Mouse splenocytes were prepared by repeated organ maceration with a 70 µm cell strainer into RPMI 1640 medium supplemented with 10% (v/v) fetal calf serum (FCS). Mouse peripheral blood samples were obtained by nicking the lateral tail vein and collecting blood into tubes containing heparin (BD Biosciences, San Jose, CA, USA). Red blood cells in splenocytes and peripheral blood were lysed for 5 min in Ack lysing buffer (150 mM NH₄Cl, 10 mM KHCO₃, and 0.1 mM EDTA) at room temperature. After quenching with RPMI 1640 medium and then a centrifugation step, cell pellets were re-suspended in 5 mL of RPMI 1640 medium for further purification of CD8⁺ T cells.

4.3. Cell Culture

CD8⁺ T cells were purified from mouse splenocytes using an Easysep CD8⁺ T-cell purification kit (StemCells Technologies, Vancouver, BC, Canada) according to the manufacturer’s protocol to yield T-cell populations comprising ~95% CD8⁺ T cells. CD8⁺ T cells purified from B6.1/OTI mouse splenocytes were cultured in RPMI 1640 medium containing 10% FCS, 100 U/mL IL-2 (Peprotech, Rocky Hill, NJ, USA), 2-mercaptoethanol (2-ME, 50 µM) and ovalbumin (OVA)_257-264 peptide (OVA1, SIINFEKL; 0.1 nM) for 3 days. The activated T cells were then re-cultured in RPMI 1640 medium containing 10% FCS and IL-2 (100 U/mL) or IL-15 (10 ng/mL) for another 2 days to generate IL-2-stimulated effector T (IL-2/T_E) or IL-15-stimulated memory T (IL-15/T_M) cells [18] for adoptive transfer and various in vitro experiments including flow cytometry, Western blotting, confocal and electron microscopy and Seahorse-assay analyses.

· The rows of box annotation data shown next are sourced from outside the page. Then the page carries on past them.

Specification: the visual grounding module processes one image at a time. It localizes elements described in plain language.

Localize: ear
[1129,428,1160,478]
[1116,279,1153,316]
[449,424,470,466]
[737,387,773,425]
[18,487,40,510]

4.4. Adoptive T Cell Transfer into B6 or B6.1 Mice Followed by Flow Cytometry Analyses for T Cell Survival

An equal number (5 × 10⁶ cells/mouse) of CD8⁺ IL-2/T_E or IL-15/T_M cells derived from CD45.1⁺/CD45.2⁺ B6.1/OT1 mice was intravenously (i.v.) injected into the tail vein of CD45.2⁺ B6 mice, and their survival was quantified kinetically by flow cytometry analysis of mouse peripheral blood samples. In another experiment, an equal number (5 × 10⁶ cells/mouse) of a 1:1 mixture of CD8⁺ IL-15/T_M and AMPKα1 KO IL-15/T_M cells derived from wild-type (WT) CD45.1⁺/CD45.2⁺ B6.1/OT1 and AMPKα1 KO CD45.2⁺ B6/OT1 mice, respectively, were followed post transfer by kinetic flow cytometry analyses using anti-CD45.1 and anti-CD45.2 antibody staining to independently measure the cell phenotype and survival of the two types of transferred T cells in the same mouse (see the section of flow cytometry). To investigate T_M cell recall responses, mice were boosted with an i.v. injection of 2000 colony-forming units (CFUs) of Listeria monocytogenes rLmOVA at day 30 post T cell transfer, followed by flow cytometry analysis using mouse peripheral blood samples at day 4 post rLmOVA boost [18].

4.5. Flow Cytometry

To quantify the expression of T-cell surface molecules, the in vitro prepared IL-2/T_E and IL-15/T_M cells or T cells derived from peripheral blood samples were stained with a mixture of some of the antibodies described below (each at 1:100) in 100 µL of flow wash buffer (FWB; 2% FCS and 0.1% sodium azide in PBS). After a 30 min incubation on ice in the dark, cells were washed twice with FWB and then analyzed by flow cytometry. The antibodies used for cell surface staining were purchased from BioLegend (San Diego, CA, USA): PE-Cy5-CD8 (clone53-6.7), FITC-CD45.1 (clone A20), Alexa Fluor 700-CD45.2 (clone 104), allophycocyanin-KLRG1 (clone 2F1), allophycocyanin-A750-CD62L (clone MEL-14), Brilliant Violet 510-IL-2Ra (clone A7R34) and PE-IL-15Ra (clone A7R34). For measurement of the mitochondrial mass, IL-2/T_E and IL-15/T_M cells were stained with 10 nM MitoTracker Green (Thermo Fisher Scientific, Waltham, MA, USA) for 15 min at 37 °C, washed three times with PBS and then analyzed by flow cytometry, as previously described [18]. Flow cytometry analyses were performed on a Cytoflex Multicolour Flow (Beckman, San Diego, CA, USA). Data were analyzed by FlowJo 10 (FlowJo, LLC, Ashland, OR, USA).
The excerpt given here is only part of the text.